Mam w domu dwie doniczki Scinsapsusa Pectus i aż sprawdziłam, czy na pewno, bo mają malutkie listki, długie pnącza i długie odległości między liśćmi. Co robię nie tak? Roślina ma dużo światła jest w pobliżu okna północno-wschodniego.
Moje hoje mają już 100 lat i nigdy nie mialy wełnowcow ;) ciąle im przycinam pędy bo mi wychodzą z okna i łażą po calym pokoju. Natomiast filodendron Birkin stoi jak zaklęty nie pomaga mu nic, ani nowe podłoże, ani więcej/mniej światła ani ograniczanie ani zwiększanie podlewania. Mąż twierdzi źe nawozu rośliny potrzebują, ale takie małe? w świeżym podłożu od razu nawozić? Ostatnio mamy fazę na trzykrotki, ktore zimą ledwo zipią a na wiosnę z nowych sadzonek szaleją. A co bym zabrała może nie z pożaru ale tak po prostu np przy przeprowadzce ano mam taką roślinkę przywleczoną ze studiów , nazywamy ją imbirkiem ale rośnie jakby bardziej obficie niż pęd z kłącza imbiru, ladnie rozrasta się w ciasnej doniczce i pachnie pieprzowo cytrynowo przy dotknięciu liści. Trwa już dłużej niż nasze małżenstwo więc powinna nadal nam towarzyszyć myślę … 💚
Nie wiem skąd opinia, że aglaonemy to łatwe w uprawie rośliny.. Zabiłam już dwie czerwone, pozostałe stoją w miejscu i w ogóle nie rosną ( może oprócz silver bay, która od zakupu wypuściła trzy liście). Już o wiele lepiej idzie mi z alokazjami i calatheami, które są uważane za dość trudne.
Aglaonema...nie zgodzę się. Szczególnie jeśli nie utrzymasz stałych warunków - opiekuję się roślinami w jednej firmie i, o dziwo, jeden gatunek aglaonemy jest bardziej podatny na wełnowca niż inny, oba stoją przy często otwieranych drzwiach i są dość rachityczne, słabe. Także zależy.

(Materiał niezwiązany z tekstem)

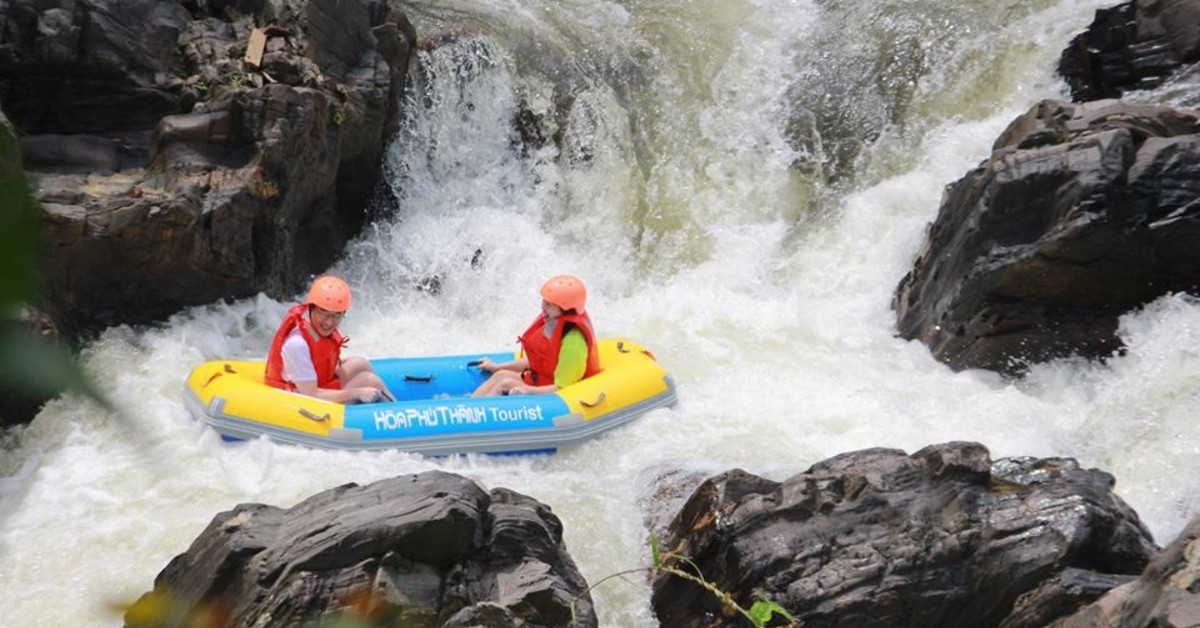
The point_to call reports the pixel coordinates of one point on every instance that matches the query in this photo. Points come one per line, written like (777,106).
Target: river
(741,183)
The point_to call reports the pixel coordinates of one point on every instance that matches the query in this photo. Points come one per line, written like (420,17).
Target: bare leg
(355,372)
(499,383)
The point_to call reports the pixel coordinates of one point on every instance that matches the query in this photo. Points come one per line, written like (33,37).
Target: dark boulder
(1132,46)
(1167,594)
(425,550)
(1081,214)
(192,151)
(877,538)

@@krzysztofszulc3091 nie ja wybierałam, nie ja decyduję. chodzę, podlewam, nawożę, przesadzam i staram się utrzymać przy życiu, nawet jeśli klient wymyśla coś kompletnie od czapy. tylko tyle mogę. difenbachia po za tym nie lubi przestawiania, a tam przestawiają kwiaty jak im potrzeba także raczej bym nie ryzykowała.

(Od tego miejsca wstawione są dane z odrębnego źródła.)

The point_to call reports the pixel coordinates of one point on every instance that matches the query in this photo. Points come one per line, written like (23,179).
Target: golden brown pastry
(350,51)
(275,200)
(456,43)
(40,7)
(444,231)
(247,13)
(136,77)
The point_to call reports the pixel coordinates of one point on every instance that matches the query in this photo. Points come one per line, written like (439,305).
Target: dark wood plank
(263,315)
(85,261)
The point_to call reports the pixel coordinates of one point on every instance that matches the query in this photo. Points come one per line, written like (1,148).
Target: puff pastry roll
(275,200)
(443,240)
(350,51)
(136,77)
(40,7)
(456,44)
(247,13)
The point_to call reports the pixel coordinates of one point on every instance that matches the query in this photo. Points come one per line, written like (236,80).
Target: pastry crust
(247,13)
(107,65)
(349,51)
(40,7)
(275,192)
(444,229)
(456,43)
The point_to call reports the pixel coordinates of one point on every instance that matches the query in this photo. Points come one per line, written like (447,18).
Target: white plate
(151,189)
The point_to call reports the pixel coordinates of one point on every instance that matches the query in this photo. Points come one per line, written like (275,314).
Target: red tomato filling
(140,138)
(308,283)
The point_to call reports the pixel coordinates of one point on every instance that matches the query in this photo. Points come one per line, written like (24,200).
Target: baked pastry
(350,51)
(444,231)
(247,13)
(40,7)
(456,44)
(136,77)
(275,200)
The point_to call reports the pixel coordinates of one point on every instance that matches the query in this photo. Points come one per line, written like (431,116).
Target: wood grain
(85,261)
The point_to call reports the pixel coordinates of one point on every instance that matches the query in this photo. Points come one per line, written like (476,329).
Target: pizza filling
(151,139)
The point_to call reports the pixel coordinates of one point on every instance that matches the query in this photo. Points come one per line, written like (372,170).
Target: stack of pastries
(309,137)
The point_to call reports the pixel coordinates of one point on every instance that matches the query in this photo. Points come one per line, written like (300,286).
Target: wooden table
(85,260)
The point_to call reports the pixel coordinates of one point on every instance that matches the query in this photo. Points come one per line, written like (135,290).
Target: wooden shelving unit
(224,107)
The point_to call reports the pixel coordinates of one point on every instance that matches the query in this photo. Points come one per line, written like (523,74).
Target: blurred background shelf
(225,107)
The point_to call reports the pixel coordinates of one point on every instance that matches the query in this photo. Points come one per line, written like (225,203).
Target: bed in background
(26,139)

@@PannaKwiatek Ale czy to nie robi jednak różnicy, że rośliny w biurach mają trochę inne warunki niż w mieszkaniu? Promieniowanie od urządzeń, klimatyzacja itp?
Witam serdecznie . Mam mnóstwo roślin w domu . Nie mam swojej ulubionej rosliny ,wszystkie kocham tak samo 😊 ❤. Mam pytanie ,czy moge odciac Monterze jej korzenie powietrzne , ma ich wyjatkowo dużo i sa problematyczne ? Dziekuje 😊
Mam monsterę adansonii i cały czas choruje, coś zżera liście. Specjalnie kupiłam olejek neem aby jej pomoc. Coraz bardziej mi się niepodobna. Ale te duze odmiany, to inna para kaloszy, są łatwiejsze w uprawie.
💚Philodendrony
💚Epipremna
💚Hoya
💚Sansewieria
💚Grubosze
Zamiokulkas! Ta soczystość liści jest cudowna. I to, że nie potrzebuje aż tyle światła i może stać w w wielu miejscach.
Moje ukochane -z wszystk7ch kwiatów chyba zamiokulkasy nr.1
Na drugim filodendron-wszystkie odmiany
Mam hoje 50 lat nigdy nie była chora wodę dostawała jak sobie przypomnialam
Odkąd pojawił się kot w domu, musiałam pożegnać się z większością roślin, bo nie są dla zwierzaków bezpieczne 🥺 Aniu, może kiedyś podobny filmik z nietrującymi roślinkami? ❤
w kolekcji ok. 300 bezproblemowymi roślinami, które uwielbiam są: monstery deliciosy, filki tortum, fikusy zielone i wierzbolistny, asparagusy, chryzokardia, epipremnum pinatum- to zielone, hoja australis i crimson queen, szeflery, zielona nawet 5 m od okna w pokoju wschodnim ma się świetnie, paproć macho i kangurza stopa, duże wilczomlecze, agawy, anginka i aloes drzewiasty. Nigdy nic roślinom z tych grup nie było, tolerują podlewanie trochę za dużo/trochę za mało, nie obsychają/nie gniją liści, co dziwne w przypadku paproci i anginki, zero szkodników. Bezproblemowe są też wszelkie odmiany filodendronów, jednak u nich trzeba uważać na wciory, które kochają filki. Ale rosną jak szalone, nie odrzucają liści i wdzięczą się na potęgę. To są mega rośliny i faktycznie uwielbiają nasze warunki mieszkaniowe :)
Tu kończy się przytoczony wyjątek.